Ce que les médias omettent
La principale omission dans toutes les actualités est que la lettre des États du Golfe à l'OMI n'a aucune force juridique. L'OMI ne peut pas contraindre l'Iran à faire quoi que ce soit. C'est une organisation internationale, pas une alliance militaire. Le seul mécanisme réel est de porter l'affaire au Conseil de sécurité de l'ONU, mais la Russie et la Chine y ont un droit de veto. Et ces deux pays ont leurs propres intérêts en Iran et ne sont pas désireux d'adopter une résolution ferme contre Téhéran.
Deuxième omission : les navires obtiennent toujours des permis de la PGSA. En mars 2026, certains pétroliers — y compris des navires thaïlandais — ont déjà traversé le détroit après des négociations avec les autorités iraniennes. D'autres navires continuent d'attendre des permis de passage. En effet, le système fonctionne déjà. La lettre à l'OMI est une tentative d'arrêter ce qui a déjà eu lieu.
Troisièmement : les États-Unis ne peuvent pas protéger le transport maritime dans le détroit sans une opération terrestre. L'escorte militaire des convois nécessite une présence constante de groupes aéronavals, que Washington ne peut maintenir indéfiniment. Le porte-avions USS Harry S. Truman est dans la région depuis février, mais ses ressources ne sont pas infinies. L'Iran le sait et joue une guerre d'usure.
Prévisions : 30 jours et 90 jours à venir
30 jours : L'Iran ne renoncera pas au contrôle du détroit. La PGSA continuera ses opérations. Les cinq États du Golfe entameront des discussions à l'OMI, mais sans conséquences réelles. Les États-Unis augmenteront leur présence militaire, mais cela ne fera qu'augmenter les primes d'assurance. Le Qatar et les Émirats arabes unis entameront des négociations secrètes avec Téhéran pour des « réductions » sur le passage de leurs navires — contre de l'argent, bien sûr.
90 jours : Un « accord de gentleman » sera conclu entre les États-Unis et l'Iran : les navires de guerre américains passent sans autorisation (un signal fort), les navires commerciaux passent via les demandes de la PGSA. Cela légalise effectivement le contrôle iranien. Les frais de passage pour un pétrolier seront de 200 000 à 500 000 dollars par voyage. Les primes d'assurance resteront à 3-5 % de la valeur de la coque, établissant une nouvelle norme. Le monde du commerce maritime s'habituera à la « taxe Hormuz » comme à un fait accompli.
Prévisions éditoriales
Actif et direction : Futures d'assurance sur l'indice maritime Lloyd's (hausse à court terme).
La lettre des cinq États du Golfe à l'OMI signale qu'une solution diplomatique à la question du contrôle du détroit est absente.

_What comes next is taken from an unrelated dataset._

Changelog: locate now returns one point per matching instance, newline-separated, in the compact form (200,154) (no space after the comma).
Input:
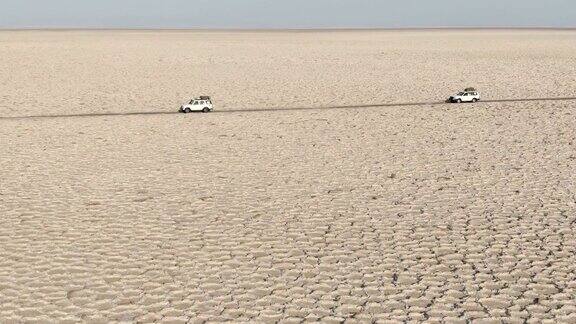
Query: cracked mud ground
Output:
(432,213)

Cela signifie le maintien de primes d'assurance élevées à 3-5 % de la valeur du navire par voyage au cours des 48 à 72 prochaines heures.
Références clés : Écart actuel des primes de risque de guerre — 4,2 % de la valeur de la coque pour les navires de classe VLCC, attendu à 5-6 %.

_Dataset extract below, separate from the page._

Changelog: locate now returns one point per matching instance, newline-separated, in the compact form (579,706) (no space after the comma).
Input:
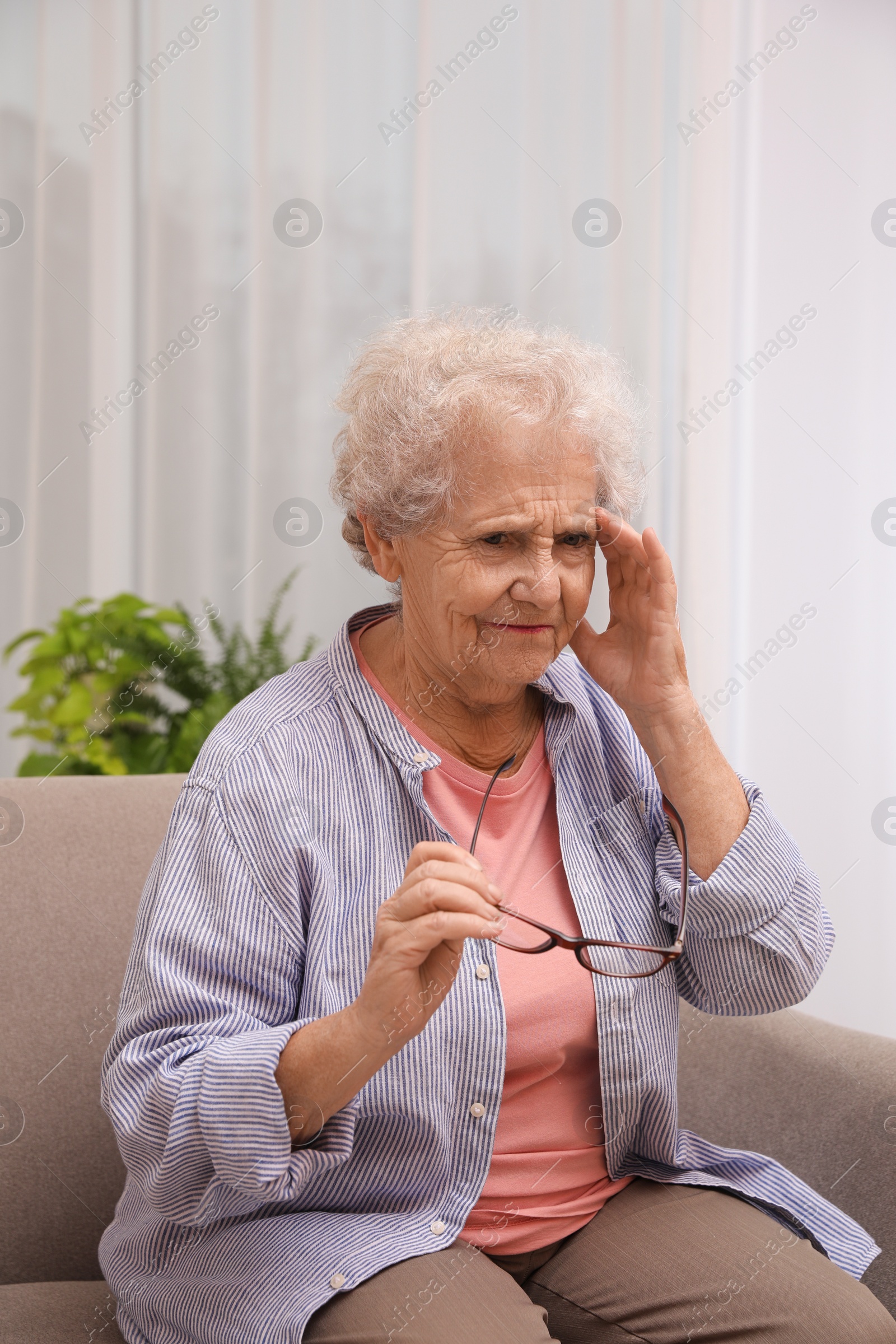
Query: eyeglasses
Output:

Niveau de confiance : Élevé (75 %). L'Iran a élargi ses revendications territoriales le 21 mai, les États du Golfe ont répondu le 22 mai, et il n'y a aucun signe de désescalade.
Principal risque pour la prévision : Une annonce soudaine d'une percée dans les négociations américano-iraniennes selon une formule de « reconnaissance partielle de la PGSA en échange du dégel des actifs iraniens ». Si cela se produit dans les 24 prochaines heures, les primes d'assurance pourraient baisser de 30 à 40 %, réduisant l'écart à 2-3 %.